There are other smaller communities of Jews in addition to the Bene Israel, Cochin, and Baghdadi. In east India, in the state of Manipur, a community of Jews views itself as descendants of the Menashe Tribe, one of the Lost Tribes. These Jews, who have a Chinese appearance, claim that after their forefathers were exiled and enslaved by the Assyrians, they escaped from slavery and arrived in China. Later, they moved to the Chinese-Burmese border and to India. There are many Christians in the state of Manipur as well. Some Manipur Jews believe that the Christian missionaries in the 19th century forced these Jews to convert to Christianity.

European Jews are also prevalent in India. During World War II, about 2,000 Jewish refugees escaped from European countries and arrived in India. These Jews often worked in high-skilled professions such as medicine. Jewish people also joined British services in India. In the 1920’s, the Viceroy of India, Lord Reading, was born to Jewish parents.

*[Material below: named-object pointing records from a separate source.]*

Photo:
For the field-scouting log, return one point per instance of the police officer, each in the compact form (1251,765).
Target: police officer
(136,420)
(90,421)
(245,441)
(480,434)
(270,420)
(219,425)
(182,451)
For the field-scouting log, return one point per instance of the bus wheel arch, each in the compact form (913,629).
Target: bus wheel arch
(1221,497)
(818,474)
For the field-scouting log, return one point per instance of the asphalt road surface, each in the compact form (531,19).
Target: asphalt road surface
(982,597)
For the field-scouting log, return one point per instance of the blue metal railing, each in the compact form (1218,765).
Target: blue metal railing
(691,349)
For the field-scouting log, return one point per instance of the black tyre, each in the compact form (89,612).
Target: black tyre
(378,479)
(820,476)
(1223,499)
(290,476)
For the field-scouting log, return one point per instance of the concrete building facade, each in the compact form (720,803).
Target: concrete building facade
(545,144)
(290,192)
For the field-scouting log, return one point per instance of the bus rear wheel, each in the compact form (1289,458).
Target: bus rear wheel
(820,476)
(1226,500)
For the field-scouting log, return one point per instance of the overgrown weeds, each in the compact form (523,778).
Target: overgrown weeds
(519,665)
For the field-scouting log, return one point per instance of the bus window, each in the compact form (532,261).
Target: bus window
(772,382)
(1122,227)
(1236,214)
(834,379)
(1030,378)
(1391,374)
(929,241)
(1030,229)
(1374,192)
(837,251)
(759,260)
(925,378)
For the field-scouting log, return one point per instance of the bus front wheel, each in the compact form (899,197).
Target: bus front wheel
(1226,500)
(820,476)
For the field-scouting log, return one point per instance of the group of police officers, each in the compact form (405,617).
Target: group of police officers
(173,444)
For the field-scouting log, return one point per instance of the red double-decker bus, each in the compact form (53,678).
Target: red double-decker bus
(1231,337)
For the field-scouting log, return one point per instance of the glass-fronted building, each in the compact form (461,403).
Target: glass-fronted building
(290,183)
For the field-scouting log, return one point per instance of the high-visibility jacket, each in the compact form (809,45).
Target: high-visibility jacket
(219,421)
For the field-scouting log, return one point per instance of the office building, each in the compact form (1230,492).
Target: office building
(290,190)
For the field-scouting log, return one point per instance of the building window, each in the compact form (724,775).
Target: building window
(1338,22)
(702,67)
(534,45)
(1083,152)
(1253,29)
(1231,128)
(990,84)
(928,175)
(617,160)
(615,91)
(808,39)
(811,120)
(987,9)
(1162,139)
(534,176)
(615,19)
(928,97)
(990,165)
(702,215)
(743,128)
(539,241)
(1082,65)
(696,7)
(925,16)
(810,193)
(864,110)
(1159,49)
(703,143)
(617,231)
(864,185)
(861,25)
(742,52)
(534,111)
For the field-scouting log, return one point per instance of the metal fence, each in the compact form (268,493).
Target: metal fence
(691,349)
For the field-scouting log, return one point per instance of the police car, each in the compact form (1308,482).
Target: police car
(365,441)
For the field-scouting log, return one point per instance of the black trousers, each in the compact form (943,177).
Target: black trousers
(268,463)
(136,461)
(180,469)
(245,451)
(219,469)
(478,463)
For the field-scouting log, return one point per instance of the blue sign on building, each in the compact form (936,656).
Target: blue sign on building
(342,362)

The central organization for Indian Jews is the Council of Indian Jewry, which was established in 1978. It consists of representatives from the various synagogues and Jewish organizations. The committee deals with important religious rituals, such as marriage and conversion. It also helps provide kosher food for the various communities.

There are three Jewish schools in Bombay, but over the years, the number of Jews enrolled in them has declined. Israel and India have had diplomatic relations since 1992, and Israel has a consulate in Bombay and an embassy in New Delhi. Subsequently, many Indian Jews have made aliya, which means that they have emigrated to Israel. Since 1948, 26,536 Jews have left India for Israel. As the population continues to shrink, the future of a flourishing Jewish presence in India remains in doubt.

Janice Hussain (’08) is a first year student at Brandeis University.

Sources:

http://www.the-south-asian.com/March2001/Jews_of_India-Intro.htm

http://www.bh.org.il/Communities/Archive/Cochin.asp

http://www.amyisrael.co.il/asia/india/

http://www.bh.org.il/Communities/Archive/BeneIsrael.asp

http://www.haruth.com/AsianIndia.html

http://www.jewishvirtuallibrary.org/jsource/Judaism/indians.html

Fact Box

Dr. Erulkar was the personal physician and friend of Mahatma Gandhi. His father who is also a doctor, Abraham Erulkar, donated land for the synagogue in Ahmedabad, Gujarat. Dr. Erulkar's daughter became the first lady of Cyprus. (The-south-asian.com.)